Some recently published scientific papers on the genetics of the Seychelles and Indian Ocean tortoises provide conflicting results. Some studies suggest only one species was ever present in the islands, whilst others suggest three distinct, but closely related, species.

These different views derive from studies of different genes. A synthesis of all available genetic data indicates Arnold's giant tortoise is genetically the most distinctive Aldabrachelys tortoise. This fits with the ecology and morphology of the subspecies, as a highly distinctive tortoise adapted to feeding on low vegetation rather than the grazing habits of the Seychelles giant tortoise and Aldabra giant tortoise. Due to its unusual saddle-backed shape, this is the only Seychelles tortoise species that regularly basks in the sun. The other subspecies do so occasionally, but Arnold's giant tortoises rapidly lose heat from the skin of their exposed necks and need to heat up in the sun in the mornings.

===Conservation===
With DNA testing, tortoises of the thought to be extinct subspecies were identified and were acquired by the Nature Protection Trust of Seychelles for conservation. They were brought to Silhouette Island and the captive-breeding program was initiated in 1997. For several years, the female tortoises produced infertile eggs, but in December 2002, eggs laid by a small tortoise started to hatch. By 2006, the NPTS had produced as many babies of the Arnold's tortoises as they could cope with, which was 128. Five out of the original six adult tortoises were returned to the wild at Grande Barbe on Silhouette Island, intending to form the first wild population of this subspecies since the early 19th century but ended up being only temporary. These tortoises were visited regularly and their health and impacts on the ecosystem were monitored until NPTS was evicted from Silhouette Island. A survey in 2010 found that these tortoises were having a significant effect on the vegetation, restoring the areas where they feed into natural palm woodland. Woodland areas in 2006 were dominated by, and in 2010, regrowth of endemic palms were seen in the foreground.
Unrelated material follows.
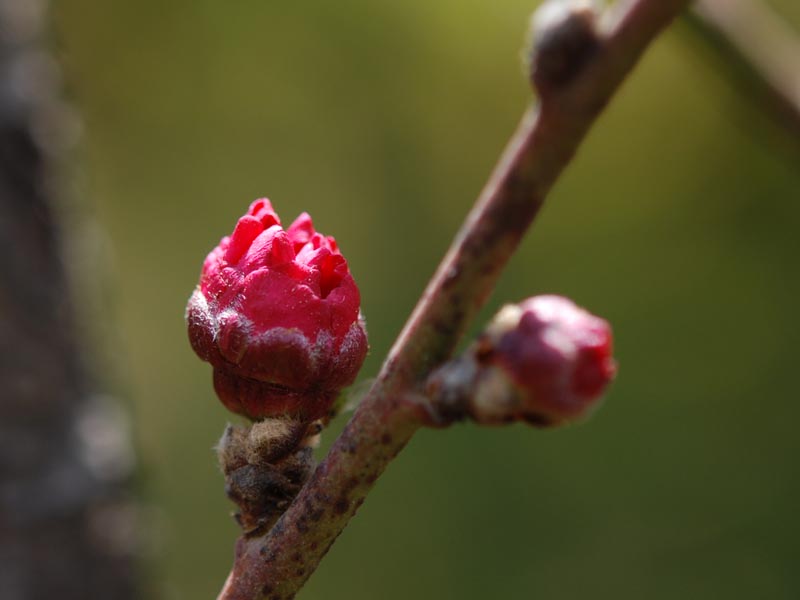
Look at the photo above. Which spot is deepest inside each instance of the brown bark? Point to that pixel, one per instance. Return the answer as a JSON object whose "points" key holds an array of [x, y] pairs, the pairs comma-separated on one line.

The decision of the Islands Development Company to evict NPTS from Silhouette Island by March 2011 and the refusal to have wild tortoises on the island forced them to find new homes for the tortoises. The privately-managed North and Frégate islands agreed to provide a new home for the Arnold's giant tortoises. If they had been able to release them on Silhouette Island, they would have established a separate wild population, now they will be mixed with the Aldabra tortoises that are already on North and Frégate islands. NPTS have produced a new generation of many young tortoises which will live for at least 100 years. In that time, an opportunity may occur to establish pure populations of these tortoises; these animals live longer than short-term management and development perspectives.

On February 4, 2011, the first of the Arnold's giant tortoises were moved to North Island. The island subsequently decided they did not want any more tortoises and refused to take the remaining 92 tortoises. Frégate Island agreed to take them and the last of the tortoises were finally moved on June 14.